The roots of the Lindy Hop was the Breakaway and the Breakaway was the main dance of choice in the late 1920's early 30's at the Savoy whose main exponent was "Shorty George" Snowden. Shorty was to name the Breakaway the Lindy Hop, but a slower, smoother version would soon take over the popularity being called "Savoy Style Lindy," (which has roots in today's West Coast Swing. ) Dean Collins and Hubert (whitey) White and the Whites Hopping Maniacs (a.k.a. Whitey's Lindy Hoppers) would help promote this smoother form of Lindy as we know it today thru motion pictures.
There were different types of entertainment at the Savoy such as the famous "Battle Of The Bands" pitting one band against the other, usually Chick Webb's band would compete against another famous band while the dancers would pick the winners. This usually brought the biggest crowds. Ella Fitzgerald won a singing contest up the street from the Savoy and was dancing at the Savoy when someone told Chick Webb about her, he auditioned her and signed her to his band. After his death, Fitzgerald continued Webb's band.

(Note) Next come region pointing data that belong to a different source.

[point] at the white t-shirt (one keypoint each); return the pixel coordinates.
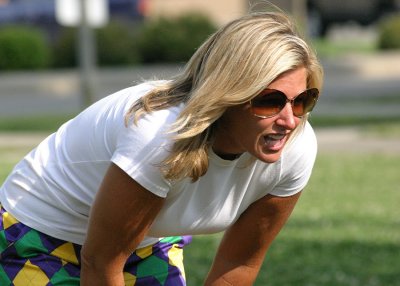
(53, 187)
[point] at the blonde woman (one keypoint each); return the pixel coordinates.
(115, 194)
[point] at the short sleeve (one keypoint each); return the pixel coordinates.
(141, 148)
(297, 163)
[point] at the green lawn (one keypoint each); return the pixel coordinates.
(345, 229)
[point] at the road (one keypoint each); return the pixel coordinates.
(357, 84)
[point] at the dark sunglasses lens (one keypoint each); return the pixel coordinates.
(268, 103)
(305, 102)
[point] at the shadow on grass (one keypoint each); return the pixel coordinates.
(308, 262)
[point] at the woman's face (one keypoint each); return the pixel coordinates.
(240, 131)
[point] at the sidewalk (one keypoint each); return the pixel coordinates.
(330, 140)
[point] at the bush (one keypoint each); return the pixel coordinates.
(173, 40)
(23, 47)
(65, 48)
(389, 33)
(115, 45)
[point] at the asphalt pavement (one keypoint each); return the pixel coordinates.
(354, 84)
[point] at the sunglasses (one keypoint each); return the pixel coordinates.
(271, 101)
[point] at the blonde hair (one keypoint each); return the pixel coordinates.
(231, 67)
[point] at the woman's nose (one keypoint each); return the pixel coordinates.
(286, 118)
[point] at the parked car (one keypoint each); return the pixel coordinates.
(42, 12)
(324, 13)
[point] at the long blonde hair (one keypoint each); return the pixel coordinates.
(231, 67)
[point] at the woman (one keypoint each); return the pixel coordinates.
(114, 195)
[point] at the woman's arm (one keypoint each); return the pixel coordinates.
(120, 217)
(243, 247)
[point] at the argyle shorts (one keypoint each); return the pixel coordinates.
(29, 257)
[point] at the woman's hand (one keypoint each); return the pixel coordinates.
(243, 247)
(120, 217)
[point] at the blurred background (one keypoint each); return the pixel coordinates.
(58, 56)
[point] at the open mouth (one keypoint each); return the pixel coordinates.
(275, 142)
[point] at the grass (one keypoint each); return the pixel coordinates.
(344, 231)
(50, 123)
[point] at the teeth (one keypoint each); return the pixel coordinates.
(276, 136)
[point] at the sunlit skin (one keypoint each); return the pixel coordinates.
(240, 131)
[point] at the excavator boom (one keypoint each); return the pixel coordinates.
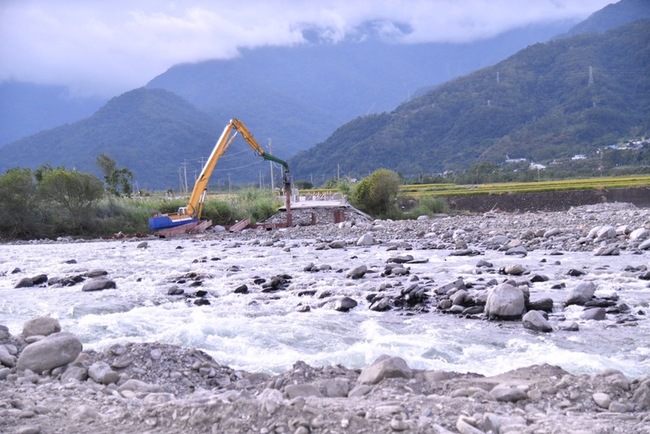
(192, 212)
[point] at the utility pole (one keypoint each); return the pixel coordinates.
(184, 166)
(271, 164)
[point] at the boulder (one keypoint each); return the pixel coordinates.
(74, 373)
(505, 302)
(639, 234)
(543, 304)
(25, 282)
(43, 326)
(535, 320)
(581, 294)
(102, 373)
(99, 284)
(57, 349)
(645, 245)
(385, 367)
(366, 240)
(345, 304)
(606, 232)
(597, 314)
(6, 358)
(356, 272)
(505, 393)
(304, 390)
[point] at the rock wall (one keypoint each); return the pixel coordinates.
(548, 200)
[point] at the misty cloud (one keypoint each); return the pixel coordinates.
(105, 48)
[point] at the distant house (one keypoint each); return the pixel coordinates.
(515, 160)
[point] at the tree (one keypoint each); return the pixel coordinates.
(19, 205)
(75, 192)
(377, 193)
(119, 181)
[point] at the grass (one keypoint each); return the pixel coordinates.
(442, 190)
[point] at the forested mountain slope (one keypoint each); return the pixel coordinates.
(541, 103)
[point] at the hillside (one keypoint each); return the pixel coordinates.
(27, 108)
(297, 96)
(612, 16)
(142, 129)
(539, 104)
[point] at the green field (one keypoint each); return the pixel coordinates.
(442, 190)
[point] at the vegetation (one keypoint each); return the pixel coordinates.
(377, 194)
(119, 181)
(550, 101)
(48, 203)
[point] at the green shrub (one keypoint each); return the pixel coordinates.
(256, 205)
(221, 213)
(377, 194)
(427, 205)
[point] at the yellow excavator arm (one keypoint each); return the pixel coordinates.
(192, 212)
(195, 204)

Dance Contest's were also popular at the Savoy Ballroom and the contests were generally held on Wednesdays with prizes going up to third place. First place was around $40.00 in the early days and a chance to perform a solo dance exhibition at the Savoy. The Harvest Moon Ball held it's prelims for the Swing division at the Savoy Ballroom, then later at the Savoy Manor. In the 1950's there were many Mambo dance contests held at the Savoy as well as Jitterbug.
Other dances such as the Suzy-Q , Big Apple, Charleston, Shim-Sham and Truckin' were performed at the Savoy. Other local clubs in Harlem were the Renaissance, Small's Paradise, Connie's Inn, Original Cotton Club, Dixie Ballroom, and the Alhambra.
The Savoy's License was temporarily revoked and its staff of dance hostesses at the Savoy was discontinued in 1943 wth te license being re-instated but not the hostesses. in 1959 the The Savoy Ballroom building was tore down and replaced by the Delano Village. There is now a plaque just north of where the Savoy Ballroom once stood.
There were other Savoy's, not all were like the famous Harlem Savoy, however only one was connected to the Harlem Savoy. Hubert "Whitey" White around 1945 opened his own Savoy Ballroom in Oswego, New York with the assistance of Savoy's own Charles Buchanon. London, England had the Savoy Hotel in the 1920's which featured many American bands and dancers and hosted a Radio Show each week. Chicago had a Savoy Ballroom in which opened in November, 1927, having Louis Armstrong and Carroll Dickinson play there. Barron Wilkins (Exclusive Club fame) opened the Little Savoy in Midtown, New York in the early 1900's. Boston, MA. had a Savoy in the 1940's, Los Angeles had a night club and the Savoy Hotel, located on 601 west 6th. Street, and there was even a Savoy Ballroom in Bakersfield, California in the late 1940's.